Она улыбнулась:
– Вы такой ребенок!
И легким сопротивлением локтей – так, как это умеют делать в танце светские дамы, – дала понять, где мне держать мои руки. Я понял. Спросил:
– Ты замужем?
– Конечно! – сказала она. – У меня две замужние дочери!
Я удивился. По ее кукольному личику я бы никогда не сказал, что ей больше сорока лет.
– А ты знаешь секрет семейного счастья? – сказал я.
– Нет. А ты знаешь? – спросила она.
– А в буддизме есть какие-нибудь заповеди для счастливой семейной жизни?
– О, конечно, есть! Если тебя это действительно интересует, я пришлю тебе пару книг на эту тему.
– На японском?
– Нет, на английском. Я слышала, ты будешь писать для «Токио ридерз дайджест». Это правда?
– Да…
– Это очень престижный журнал в Японии. Как ты собираешься пронести свои блокноты и кассеты через таможню?
– Что значит «как»? Что ты имеешь в виду?
– Well, ты знаешь, что со мной случилось в Бейруте в прошлом году? Я взяла там интервью у христианских лидеров, а, когда садилась в самолет, мусульмане таможенники отняли все кассеты. Но эти таможенники не могли знать, что у меня на кассетах, потому что все кассеты были надписаны не просто по-японски, а на древнем японском. Понимаешь, они получили приказ заранее. Ты понимаешь?
Я понял и изумился простоте приема: КГБ тоже могло дать мне возможность порезвиться внутри страны – взять интервью у Гдляна, Иванова, Колягиной, Бочарова, русских и эстонских демократов и националистов и даже добыть автограф Горбачева.
Но все это они могут легко изъять у меня в последнюю минуту, при посадке на паром. И я уеду из СССР пустой.
– Спасибо за предупреждение, – сказал я, тут же решив отдать свои кассеты и блокноты Роберту Макгроу. – Ты была в Бейруте? Ты храбрая женщина!

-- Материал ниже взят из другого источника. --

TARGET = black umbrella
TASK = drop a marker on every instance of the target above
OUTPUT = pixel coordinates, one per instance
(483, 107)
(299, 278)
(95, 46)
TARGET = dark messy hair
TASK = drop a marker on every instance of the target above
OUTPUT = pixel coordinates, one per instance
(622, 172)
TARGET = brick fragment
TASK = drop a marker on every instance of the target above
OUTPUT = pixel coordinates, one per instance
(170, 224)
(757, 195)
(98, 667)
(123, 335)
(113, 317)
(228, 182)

– Well, я была во многих местах. Даже в Афганистане. Правда, не на русской стороне… Но я хочу поговорить с тобой о другом. Ты знаешь, что есть два вида журнализма – Ordinary Journalism и High Risk Journalism [Обыкновенный журнализм и журнализм высокого риска]? Я думаю, ты принадлежишь ко второй категории. Но ты работаешь в одиночку, это неправильно. В High Risk Journalism мы имеем свое маленькое международное братство и будем рады принять тебя в него. Но у нас есть один закон: никогда не работать в одиночку. Потому что если ты рискуешь жизнью ради горячего материала, то по крайней мере имей гарантию, что твой материал выживет с твоим партнером. Ты понимаешь?
Я посмотрел ей в глаза. Черт возьми, эта миниатюрная японка совсем не такая куколка, как кажется с первого взгляда. Бейрут, Афганистан, High Risk Journalism…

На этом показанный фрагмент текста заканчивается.